O objetivo do grupo, que atua nas áreas da Habitação Nova, Reabilitação e Venda, é consolidar e expandir o negócio de promoção imobiliária, e liderar o setor em Vila Nova de Gaia, reforçar em Espinho e entrar em Matosinhos.

Do total do investimento a realizar de €140M, a área de promoção imobiliária – através da empresa do grupo Dunaplana – assumirá €60M, enquanto os restantes €80 serão realizados através de empresas participadas do Grupo CVM.

O Grupo CVM anuncia, também, a entrada na área do arrendamento industrial, onde investirá €15M até final de 2023 em Santa Maria da Feira – Parque Empresarial A32, com 25.000m2 – sendo sua intenção continuar a comprar e a apostar no segmento com a compra de novos ativos.

A empresa está, assim, a antecipar as mudanças de fundo que surgirão a 5 anos no mercado em Portugal, reposicionando-se fortemente para combater a atual dificuldade que o setor se depara com os preços das matérias-primas e com a escassa mão de obra qualificada.
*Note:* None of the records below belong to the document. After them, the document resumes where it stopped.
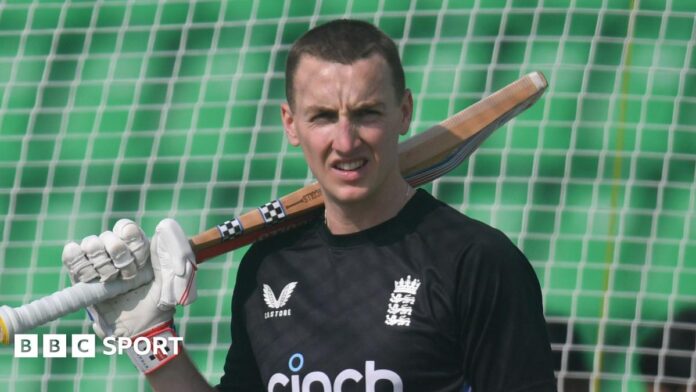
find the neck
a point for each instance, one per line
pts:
(347, 218)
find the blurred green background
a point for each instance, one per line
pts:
(147, 110)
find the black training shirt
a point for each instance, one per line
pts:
(429, 300)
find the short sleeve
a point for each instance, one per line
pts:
(505, 345)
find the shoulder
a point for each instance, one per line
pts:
(281, 245)
(459, 233)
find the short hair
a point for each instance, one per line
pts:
(678, 349)
(345, 41)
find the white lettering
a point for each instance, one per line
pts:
(109, 345)
(83, 346)
(55, 346)
(177, 340)
(277, 379)
(348, 374)
(319, 377)
(372, 376)
(123, 344)
(26, 346)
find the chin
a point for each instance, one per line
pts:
(350, 195)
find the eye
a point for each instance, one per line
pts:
(368, 114)
(323, 116)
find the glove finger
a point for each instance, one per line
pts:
(173, 242)
(96, 253)
(174, 265)
(80, 269)
(121, 256)
(135, 239)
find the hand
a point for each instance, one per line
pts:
(121, 254)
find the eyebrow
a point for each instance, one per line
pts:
(359, 106)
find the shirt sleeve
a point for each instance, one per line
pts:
(241, 373)
(505, 345)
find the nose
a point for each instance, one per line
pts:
(346, 137)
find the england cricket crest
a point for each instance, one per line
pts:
(401, 302)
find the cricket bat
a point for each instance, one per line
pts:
(422, 158)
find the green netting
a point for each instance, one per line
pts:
(146, 110)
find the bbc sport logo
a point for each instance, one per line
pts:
(84, 345)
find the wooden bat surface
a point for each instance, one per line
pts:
(422, 158)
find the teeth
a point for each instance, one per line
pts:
(352, 165)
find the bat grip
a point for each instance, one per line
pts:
(63, 302)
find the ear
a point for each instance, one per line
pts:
(289, 124)
(406, 111)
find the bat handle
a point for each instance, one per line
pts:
(63, 302)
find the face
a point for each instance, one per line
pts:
(347, 119)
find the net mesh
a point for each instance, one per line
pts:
(146, 110)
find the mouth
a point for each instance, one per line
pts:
(350, 166)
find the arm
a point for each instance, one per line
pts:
(502, 328)
(179, 374)
(148, 310)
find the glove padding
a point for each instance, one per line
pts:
(121, 254)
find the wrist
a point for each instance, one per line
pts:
(152, 349)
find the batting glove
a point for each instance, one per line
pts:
(149, 309)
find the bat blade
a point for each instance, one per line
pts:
(422, 158)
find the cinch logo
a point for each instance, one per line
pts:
(296, 362)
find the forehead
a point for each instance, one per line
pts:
(319, 80)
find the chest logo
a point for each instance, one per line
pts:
(401, 302)
(277, 303)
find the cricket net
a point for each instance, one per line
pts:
(146, 110)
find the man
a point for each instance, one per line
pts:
(392, 290)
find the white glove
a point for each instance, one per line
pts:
(121, 254)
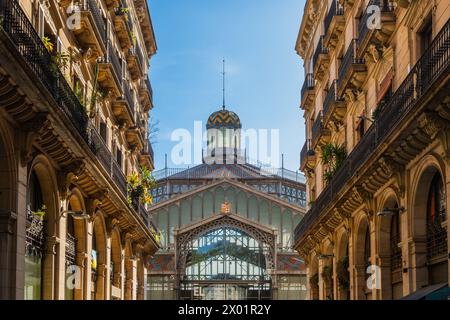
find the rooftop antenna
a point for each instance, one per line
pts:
(223, 84)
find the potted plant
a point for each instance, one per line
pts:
(333, 156)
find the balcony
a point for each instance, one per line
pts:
(135, 62)
(146, 94)
(119, 178)
(307, 157)
(123, 25)
(308, 91)
(100, 149)
(321, 60)
(371, 34)
(123, 107)
(431, 70)
(146, 157)
(352, 71)
(334, 24)
(17, 30)
(333, 107)
(320, 133)
(92, 31)
(110, 71)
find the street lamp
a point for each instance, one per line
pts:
(390, 211)
(78, 215)
(325, 256)
(365, 118)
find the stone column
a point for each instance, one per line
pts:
(360, 282)
(322, 291)
(418, 259)
(101, 283)
(49, 261)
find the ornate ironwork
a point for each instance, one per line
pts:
(320, 49)
(22, 34)
(430, 67)
(184, 240)
(70, 249)
(35, 235)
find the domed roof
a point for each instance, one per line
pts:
(223, 119)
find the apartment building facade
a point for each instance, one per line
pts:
(376, 106)
(75, 98)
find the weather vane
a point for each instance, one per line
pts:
(223, 84)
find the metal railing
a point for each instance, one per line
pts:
(100, 149)
(308, 84)
(137, 52)
(304, 154)
(127, 96)
(317, 128)
(348, 60)
(336, 9)
(320, 49)
(331, 98)
(19, 29)
(208, 172)
(92, 7)
(363, 28)
(434, 63)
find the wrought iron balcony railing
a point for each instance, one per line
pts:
(434, 63)
(92, 7)
(115, 61)
(99, 148)
(22, 34)
(348, 61)
(336, 9)
(308, 84)
(331, 98)
(127, 96)
(317, 129)
(320, 49)
(119, 177)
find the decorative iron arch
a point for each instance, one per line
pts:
(184, 238)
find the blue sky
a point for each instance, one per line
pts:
(264, 73)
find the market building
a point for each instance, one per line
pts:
(227, 225)
(376, 106)
(74, 110)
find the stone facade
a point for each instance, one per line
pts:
(376, 107)
(74, 111)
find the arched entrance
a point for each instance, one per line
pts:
(225, 259)
(40, 255)
(389, 249)
(429, 223)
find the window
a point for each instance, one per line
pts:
(103, 131)
(119, 157)
(425, 36)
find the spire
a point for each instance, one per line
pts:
(223, 84)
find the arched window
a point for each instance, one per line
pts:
(94, 266)
(35, 229)
(436, 233)
(70, 258)
(395, 239)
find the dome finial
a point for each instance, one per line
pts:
(223, 83)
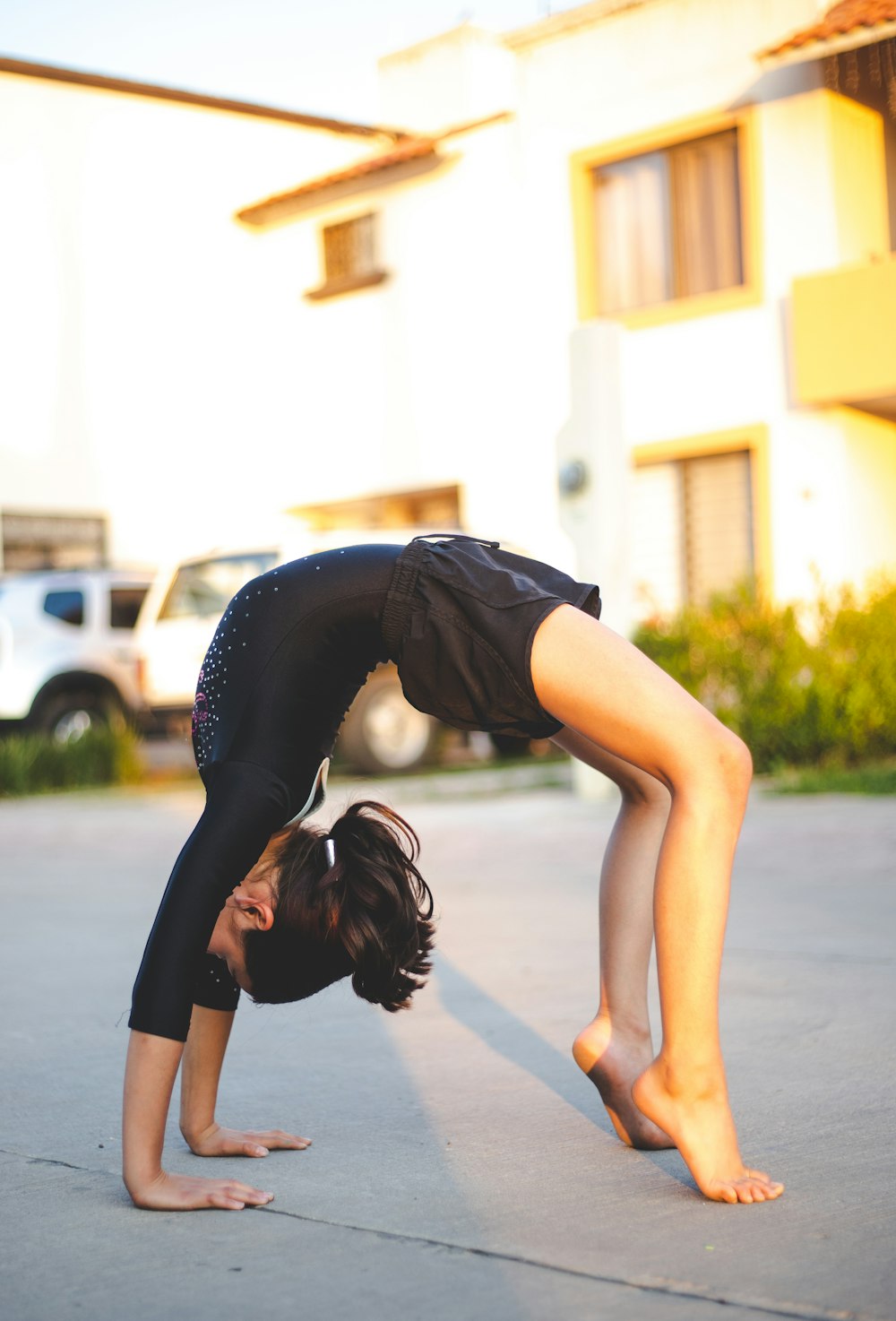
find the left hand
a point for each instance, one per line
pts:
(216, 1140)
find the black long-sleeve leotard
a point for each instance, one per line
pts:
(289, 654)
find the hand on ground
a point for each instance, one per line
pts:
(186, 1193)
(216, 1140)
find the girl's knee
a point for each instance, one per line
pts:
(642, 790)
(732, 760)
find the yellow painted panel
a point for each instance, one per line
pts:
(845, 334)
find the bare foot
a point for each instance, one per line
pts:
(699, 1120)
(614, 1059)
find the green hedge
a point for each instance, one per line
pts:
(30, 764)
(801, 687)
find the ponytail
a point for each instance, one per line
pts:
(381, 903)
(348, 902)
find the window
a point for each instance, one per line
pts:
(125, 607)
(52, 540)
(668, 223)
(349, 255)
(693, 530)
(206, 588)
(67, 607)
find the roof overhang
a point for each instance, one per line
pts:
(403, 160)
(848, 25)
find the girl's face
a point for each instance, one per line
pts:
(250, 908)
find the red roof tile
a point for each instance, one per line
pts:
(403, 152)
(412, 148)
(840, 22)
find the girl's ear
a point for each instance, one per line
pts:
(258, 911)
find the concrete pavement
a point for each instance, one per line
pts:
(461, 1168)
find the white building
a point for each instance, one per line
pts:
(645, 245)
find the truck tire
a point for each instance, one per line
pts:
(383, 733)
(66, 716)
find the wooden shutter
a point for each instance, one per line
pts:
(718, 523)
(692, 530)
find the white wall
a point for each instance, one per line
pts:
(141, 373)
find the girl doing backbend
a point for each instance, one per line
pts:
(484, 640)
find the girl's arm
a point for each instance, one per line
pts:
(148, 1081)
(202, 1059)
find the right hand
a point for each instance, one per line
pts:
(189, 1193)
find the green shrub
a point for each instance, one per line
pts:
(30, 764)
(800, 687)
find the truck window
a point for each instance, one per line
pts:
(67, 607)
(125, 605)
(205, 588)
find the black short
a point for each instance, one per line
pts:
(461, 621)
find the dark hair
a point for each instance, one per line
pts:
(364, 916)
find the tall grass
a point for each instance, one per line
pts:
(32, 764)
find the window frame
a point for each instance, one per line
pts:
(584, 163)
(364, 278)
(754, 440)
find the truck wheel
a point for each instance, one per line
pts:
(383, 732)
(67, 716)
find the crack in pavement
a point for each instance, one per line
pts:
(670, 1288)
(667, 1287)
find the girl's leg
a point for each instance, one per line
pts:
(616, 1047)
(599, 685)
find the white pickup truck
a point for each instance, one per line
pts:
(67, 655)
(382, 732)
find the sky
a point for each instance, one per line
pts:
(314, 56)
“Com estes investimentos, estamos a reposicionar-nos, a expandir, mas também a diversificar investimento. O mercado, com a escassa mão de obra, vai mudar de direção em 5 anos, obrigando a menos construção e por isso apostaremos mais no segmento prime, no design, em estruturas ajustáveis, gerando mais postos de trabalho onde possamos garantir a atividade a longo prazo”, assegura Severino Ponte, CEO do Grupo CVM.

As parcerias são, também, um alvo para sustentar o futuro e o Grupo está aberto a novas parcerias estratégicas, com empresas nacionais ou internacionais, para reforçar ainda mais a sua posição no mercado.

A empresa defende que o estado atual do sector vai mudar em 5 anos e vai, novamente, dirigir as empresas do setor para a reabilitação e remodelação, uma vez que nos últimos 5 e nos próximos 5 anos a construção nova se manterá ativa.

“A oferta e a procura de construção nova vai estabilizar em 5 anos e, por isso, estamos já preparados para as alterações que se seguirão no mercado e a área da reabilitação e remodelação deverá pesar já 20% na faturação em 2025”, conclui Severino Ponte.

O grupo CVM (Construções Vila Maior) foi fundado em 1999 e opera no mercado de construção e promoção imobiliária, cuja área geográfica de atuação se centra, essencialmente, entre Espinho e Leça da Palmeira.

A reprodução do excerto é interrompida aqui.